We had a very long day driving from Ballyconnelly to Donegal Airport to pick up Susan. Broke up the ride with a short stop at Carramore Megalithic Park—oh, you know. Just more rocks and cairns 5000-7000 years or so old. Also had more construction stops than we’ve had on the whole trip. We were bout 15-20 minutes late picking her up and she was a wee bit concerned about whether or not we were going to show up and what in the world she would do if we didn’t. On to Buncrana for our next three night VRBO stay.

It occurred to Greg & me (& dad) that we had begun to wind down a bit. Needed to ratchet it back up a notch for Susan to have a memorable Ireland trip. Her first full day was all things Fanad & Rosguill Peninsulas. We introduced her to the Wild Atlantic Way and it’s characteristics we have come to love: old towns, sheep, rocky cliffs, outlined acreage, turning leaves, forts, beaches, lighthouse, occasional thatched roof, and rolling hills.

The next day we took the Causeway Coastal Route, destination Giant’s Causeway. Coastal cliffs, unspoiled beaches, a stop at Ted’s favorite golf club (Royal Portrush), a really fine castle ruins—Dunlace, Old Bushmills Distillery. Greg drove in and out of rain all day. First time we stopped at the Giant’s Causeway it was sloppy messy. We decided to go a little farther, get a bite to eat and see if the worst of it would blow over. Good plan.

The Giant’s Causeway is a natural geological phenomenon consisting of around 40,000 polygonal basalt columns. Scientists believe they were formed 60 million years ago by volcanic activity but local legend is that they were created by the Irish giant, Finn McCool, who created the pathway of stepping stones so he could walk from Ireland to Scotland to confront a rival. Whatever your take, they were cool. Cold air came in behind the rain so our half mile walk down to the rocks, time on the rocks, and walk back was rather brisk.
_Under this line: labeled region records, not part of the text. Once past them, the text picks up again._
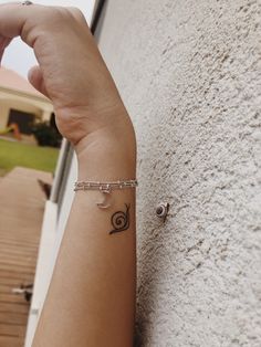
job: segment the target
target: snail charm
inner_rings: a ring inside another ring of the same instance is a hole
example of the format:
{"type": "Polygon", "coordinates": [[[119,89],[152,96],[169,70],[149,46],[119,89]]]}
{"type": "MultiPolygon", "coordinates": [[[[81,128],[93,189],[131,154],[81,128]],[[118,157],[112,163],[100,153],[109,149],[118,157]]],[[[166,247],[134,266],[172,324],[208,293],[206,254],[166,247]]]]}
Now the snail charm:
{"type": "Polygon", "coordinates": [[[124,230],[128,229],[130,204],[125,203],[125,207],[126,207],[126,212],[118,211],[112,215],[111,222],[112,222],[112,225],[114,229],[112,231],[109,231],[109,234],[113,234],[115,232],[119,232],[119,231],[124,231],[124,230]]]}

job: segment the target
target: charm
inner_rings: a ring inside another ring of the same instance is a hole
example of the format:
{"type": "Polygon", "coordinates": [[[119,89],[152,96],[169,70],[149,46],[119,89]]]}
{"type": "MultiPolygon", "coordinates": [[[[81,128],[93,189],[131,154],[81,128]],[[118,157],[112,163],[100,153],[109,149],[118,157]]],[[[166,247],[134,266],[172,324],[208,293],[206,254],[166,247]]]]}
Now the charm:
{"type": "Polygon", "coordinates": [[[108,209],[112,206],[112,203],[109,203],[109,201],[112,200],[111,190],[101,189],[101,192],[104,196],[104,200],[102,202],[97,202],[97,207],[100,209],[108,209]]]}
{"type": "Polygon", "coordinates": [[[119,232],[119,231],[124,231],[124,230],[127,230],[129,228],[129,208],[130,208],[130,204],[125,203],[125,207],[126,207],[126,212],[118,211],[112,215],[111,222],[112,222],[112,225],[114,229],[112,231],[109,231],[109,234],[113,234],[113,233],[119,232]]]}

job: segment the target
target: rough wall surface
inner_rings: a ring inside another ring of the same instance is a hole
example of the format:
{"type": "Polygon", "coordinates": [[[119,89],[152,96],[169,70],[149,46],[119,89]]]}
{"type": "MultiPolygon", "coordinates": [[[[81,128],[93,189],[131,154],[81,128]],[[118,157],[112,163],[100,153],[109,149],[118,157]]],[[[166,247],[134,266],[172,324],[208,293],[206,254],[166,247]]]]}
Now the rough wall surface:
{"type": "Polygon", "coordinates": [[[137,346],[261,346],[260,18],[108,1],[100,46],[138,140],[137,346]]]}

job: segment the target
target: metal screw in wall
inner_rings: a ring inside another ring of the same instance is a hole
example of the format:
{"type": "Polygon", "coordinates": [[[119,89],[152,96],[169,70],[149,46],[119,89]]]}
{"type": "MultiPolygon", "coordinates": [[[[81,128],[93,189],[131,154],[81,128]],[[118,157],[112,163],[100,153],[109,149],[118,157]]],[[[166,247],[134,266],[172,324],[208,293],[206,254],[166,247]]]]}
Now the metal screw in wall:
{"type": "Polygon", "coordinates": [[[160,202],[156,207],[156,215],[165,222],[169,211],[169,203],[168,202],[160,202]]]}

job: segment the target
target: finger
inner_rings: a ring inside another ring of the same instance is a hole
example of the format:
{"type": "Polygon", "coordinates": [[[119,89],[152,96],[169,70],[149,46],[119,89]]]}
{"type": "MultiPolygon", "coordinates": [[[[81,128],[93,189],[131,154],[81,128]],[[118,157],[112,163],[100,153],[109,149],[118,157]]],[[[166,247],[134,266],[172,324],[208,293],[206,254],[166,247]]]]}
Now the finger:
{"type": "Polygon", "coordinates": [[[39,14],[39,4],[22,6],[22,3],[0,4],[0,35],[6,39],[13,39],[21,35],[29,45],[33,45],[34,36],[31,35],[30,19],[39,14]]]}
{"type": "Polygon", "coordinates": [[[49,97],[42,71],[38,65],[30,69],[28,73],[28,80],[36,91],[49,97]]]}

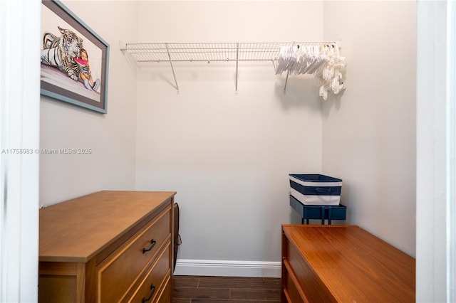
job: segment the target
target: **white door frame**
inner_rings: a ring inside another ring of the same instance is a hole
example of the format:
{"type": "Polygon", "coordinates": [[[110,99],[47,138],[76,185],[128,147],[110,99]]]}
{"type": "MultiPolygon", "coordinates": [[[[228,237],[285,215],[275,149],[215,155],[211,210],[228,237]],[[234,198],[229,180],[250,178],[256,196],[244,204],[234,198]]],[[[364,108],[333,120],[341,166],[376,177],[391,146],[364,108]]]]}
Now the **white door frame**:
{"type": "Polygon", "coordinates": [[[0,302],[38,301],[41,1],[0,1],[0,302]]]}
{"type": "Polygon", "coordinates": [[[417,302],[456,302],[454,0],[417,4],[417,302]]]}

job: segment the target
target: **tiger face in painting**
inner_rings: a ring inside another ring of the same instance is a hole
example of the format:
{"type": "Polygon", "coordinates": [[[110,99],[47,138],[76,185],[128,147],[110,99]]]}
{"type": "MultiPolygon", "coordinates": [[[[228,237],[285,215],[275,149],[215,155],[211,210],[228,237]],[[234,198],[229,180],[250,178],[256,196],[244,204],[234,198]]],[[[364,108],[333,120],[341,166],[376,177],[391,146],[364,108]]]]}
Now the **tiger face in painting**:
{"type": "Polygon", "coordinates": [[[47,32],[43,35],[41,63],[58,68],[71,79],[78,80],[79,68],[74,58],[81,57],[83,39],[68,29],[58,27],[60,37],[47,32]]]}

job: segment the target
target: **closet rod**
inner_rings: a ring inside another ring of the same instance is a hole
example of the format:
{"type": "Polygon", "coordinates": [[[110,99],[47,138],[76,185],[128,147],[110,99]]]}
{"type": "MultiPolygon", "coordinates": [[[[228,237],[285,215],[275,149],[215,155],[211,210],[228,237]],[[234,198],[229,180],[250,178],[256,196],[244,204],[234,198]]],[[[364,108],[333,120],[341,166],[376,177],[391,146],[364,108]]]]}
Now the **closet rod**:
{"type": "MultiPolygon", "coordinates": [[[[177,62],[236,62],[235,92],[237,93],[239,63],[277,60],[282,46],[336,45],[335,42],[227,42],[227,43],[125,43],[120,41],[120,50],[139,63],[169,62],[176,89],[179,87],[172,63],[177,62]]],[[[288,82],[288,74],[286,77],[288,82]]],[[[286,88],[286,83],[285,88],[286,88]]]]}

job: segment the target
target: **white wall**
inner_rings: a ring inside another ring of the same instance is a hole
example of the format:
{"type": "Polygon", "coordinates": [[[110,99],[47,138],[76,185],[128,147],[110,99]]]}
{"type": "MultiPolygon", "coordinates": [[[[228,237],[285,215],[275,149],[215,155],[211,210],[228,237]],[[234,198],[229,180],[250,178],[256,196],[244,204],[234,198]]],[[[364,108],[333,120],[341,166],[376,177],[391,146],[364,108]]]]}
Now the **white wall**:
{"type": "Polygon", "coordinates": [[[119,48],[135,40],[136,1],[63,4],[110,46],[108,114],[41,97],[41,148],[90,148],[90,154],[41,154],[40,203],[103,189],[134,189],[136,69],[119,48]]]}
{"type": "Polygon", "coordinates": [[[343,95],[323,102],[323,171],[342,178],[348,222],[415,254],[416,4],[325,1],[342,38],[343,95]]]}
{"type": "MultiPolygon", "coordinates": [[[[139,5],[140,42],[319,41],[323,37],[322,2],[139,5]]],[[[293,216],[288,174],[321,170],[317,87],[311,78],[291,78],[284,95],[284,75],[275,75],[271,63],[244,64],[236,95],[234,65],[215,65],[176,64],[179,94],[165,63],[141,66],[137,189],[177,191],[180,260],[276,262],[279,274],[280,225],[293,216]]]]}

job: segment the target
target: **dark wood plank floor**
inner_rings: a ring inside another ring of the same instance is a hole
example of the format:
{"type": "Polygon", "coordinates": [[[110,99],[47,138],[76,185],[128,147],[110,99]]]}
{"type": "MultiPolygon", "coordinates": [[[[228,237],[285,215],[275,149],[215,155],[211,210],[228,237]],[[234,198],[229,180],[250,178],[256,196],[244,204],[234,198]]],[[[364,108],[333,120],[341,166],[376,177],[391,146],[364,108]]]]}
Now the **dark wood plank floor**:
{"type": "Polygon", "coordinates": [[[174,276],[173,303],[280,302],[279,278],[174,276]]]}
Left County Donegal and headed east and south into Northern Ireland. Staying at a fishing lodge/B&B outside of Cookstown that has been a fav of dad’s—right next to a river.

We have been in search of the best Irish bakery and (finally) found our favorite in Magherafelt, Ditty’s. Drove through some more beautiful countryside and a community named Omagh to get there. Their Irish oat cakes are world renowned as a perfect compliment to tea. I guess. Dad bowed out of a trip south to do a bit of shopping. Rainbow spotting was more successful than the shopping.

Saturday Market in Cookstown has been a tradition for four hundred years. We went. We saw. We were unimpressed. But we did find a couple of craft/art/vintage shops and a delightful art gallery. I’m done. Afraid Susan is not. She has located an outlet mall along the way to Dublin. Oh. Dear. It also snowed enough today to leave a dusting on the back deck. Pretty sure that’s a sign that it’s about time to come home!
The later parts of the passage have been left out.